伊作駄踊り【事例8】伊作田踊り 元伊作田(もといざくだ―東市来町伊作田)の伊作田兵部道材の墓前で踊った後、伊作田各集落から江口浜へ回って踊られる。もとは、伊作田殿の命日とされる旧暦7月1日に、のちに月遅れの新暦8月1日に、現在は3年に一度、新暦8月の盆前後に踊られる。
 踊り子(ヤッシャ。役者)は多人数で、隊形も複雑に思えるが、小野重朗が整理したところによると、@踊り子(ヒラガネ・イレキガネ・イレコ)、A中入り・ナギナタ、Bウダイコの、三重構造になっているという〔小野1993 158〜160頁〕。先頭に庄屋ドンという指揮者がついている。衣装も役によりそれぞれで、紙面の都合上、大太鼓のみ紹介すると、白装束に菅笠姿、背中に短い矢旗を背負う。太鼓は肩から腹の前に吊るす。
 歌詞にサバエ(サバエは稲の害虫)、サネモイ(実盛)などがある〔小野1993 162〜163頁〕。落ち着いた楽曲が多いが、一方、踊り子は跳躍を繰り返す。

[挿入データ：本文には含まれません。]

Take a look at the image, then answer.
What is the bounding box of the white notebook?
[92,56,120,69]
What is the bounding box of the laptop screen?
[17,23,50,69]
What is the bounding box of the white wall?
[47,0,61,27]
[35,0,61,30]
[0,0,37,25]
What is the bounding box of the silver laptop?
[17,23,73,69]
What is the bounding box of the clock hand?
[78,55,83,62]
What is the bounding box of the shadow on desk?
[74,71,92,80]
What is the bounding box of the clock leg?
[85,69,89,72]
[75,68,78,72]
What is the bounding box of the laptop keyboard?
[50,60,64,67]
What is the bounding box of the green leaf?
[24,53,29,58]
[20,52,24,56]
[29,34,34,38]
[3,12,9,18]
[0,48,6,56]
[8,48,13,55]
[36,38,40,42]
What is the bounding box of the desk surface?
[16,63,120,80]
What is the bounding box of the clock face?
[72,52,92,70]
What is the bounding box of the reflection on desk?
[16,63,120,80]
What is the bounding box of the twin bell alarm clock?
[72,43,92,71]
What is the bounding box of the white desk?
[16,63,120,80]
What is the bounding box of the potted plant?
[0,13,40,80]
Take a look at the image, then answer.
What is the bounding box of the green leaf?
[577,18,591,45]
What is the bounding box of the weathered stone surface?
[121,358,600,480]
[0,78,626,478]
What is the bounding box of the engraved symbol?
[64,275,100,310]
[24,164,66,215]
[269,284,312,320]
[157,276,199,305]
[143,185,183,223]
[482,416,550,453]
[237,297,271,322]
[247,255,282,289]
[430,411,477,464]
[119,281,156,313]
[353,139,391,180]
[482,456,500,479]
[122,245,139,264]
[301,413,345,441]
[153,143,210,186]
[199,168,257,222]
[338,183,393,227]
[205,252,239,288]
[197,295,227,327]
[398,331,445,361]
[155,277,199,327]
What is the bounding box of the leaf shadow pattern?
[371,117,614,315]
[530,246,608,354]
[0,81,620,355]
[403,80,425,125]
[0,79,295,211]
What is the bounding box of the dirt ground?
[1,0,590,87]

 小野重朗は、踊り子の内輪が伊作田殿の御霊を慰める念仏踊り系の静かな踊りで、大太鼓の外輪は虫送りのための跳躍的な激しい踊りであるという二重性を指摘している。〔小野1993 166頁〕
 大太鼓は藁製の太い桴(長さ50cmほど)で、大きな動きをしながら太鼓を打つ。

吉利太鼓踊り【事例9】吉利太鼓踊り 新暦8月23日に、日吉町吉利(ひよしちょう よしとし)の南方神社に奉納されたあと、各集落を回る。もともとは、吉利北区・中区・南区がそれぞれ奉納していたが、現在は順番に毎年一つずつ奉納している。踊り子は鉦2人、小太鼓(コデコ)2人と、20名ほどの大太鼓(ウデコ)で構成される。隊形は鉦・小太鼓が内側に、大太鼓が外側になる二重の円陣を組んで踊る。
 北区の鉦は紺の着物に花笠被り。小太鼓は緑・青の着物に花笠を被る。鉦・小太鼓の持ち方、打ち方は、事例6・7と同じ。大太鼓は、白衣に鉢巻姿。背中に高さ4mほどの矢旗を背負う。太鼓は肩から腹の前に垂直に吊るす。
 大太鼓の桴は、ムベ製の細長いもので、実測した吉利北区のものは、長さ42cm。手元に布製の輪を作ってある。太鼓は48cm。『日吉町郷土誌』によれば、桴を落とさないように、この輪を小指に掛けて叩くという〔郷土誌471頁〕。踊りは長い矢旗をゆらし、全体に勇壮なものとなつている。
 なお、郷土誌によれば、日置八幡神社でも8月27日に太鼓踊りがあり、組織・服装・踊り方は「吉利の太鼓踊りと大体同じ」としている〔郷土誌474頁〕。

伊作太鼓踊り(中里)【事例10】伊作太鼓踊り 新暦8月28日に、吹上町湯之浦(ふきあげちょう ゆのうら)の南方神社に奉納したあと、伊作地区の各集落を回る。踊り子は、中踊り(鉦2人・小太鼓2人)、平踊り(大太鼓。2004年に拝見した時は24人)と歌い手(5人)からなる。中踊りが内円に、平踊りが外円に、二重の円陣を組み、歌い手は二つの円陣の間で歌う。
 実見した中里の中踊りは、鉦が紺、小太鼓は紅色の振袖に、花笠を被っていた。鉦・小太鼓の持ち方は、吉利と同じ。平太鼓は、白衣に鉢巻姿。背中に高さ4mにもなる唐団扇(とううちわ)を背負い、腰から尻にカズラを垂らす。太鼓は肩から腹の前に垂直に吊るしている。歌い手はそろいの法被姿。
 大太鼓の桴はムベ製で、長さは約40cm。手元には布を巻いている。太鼓の音が大きく響き、矢旗を左右に大きくゆすりながら踊る、息の合った勇壮な踊りとなつている。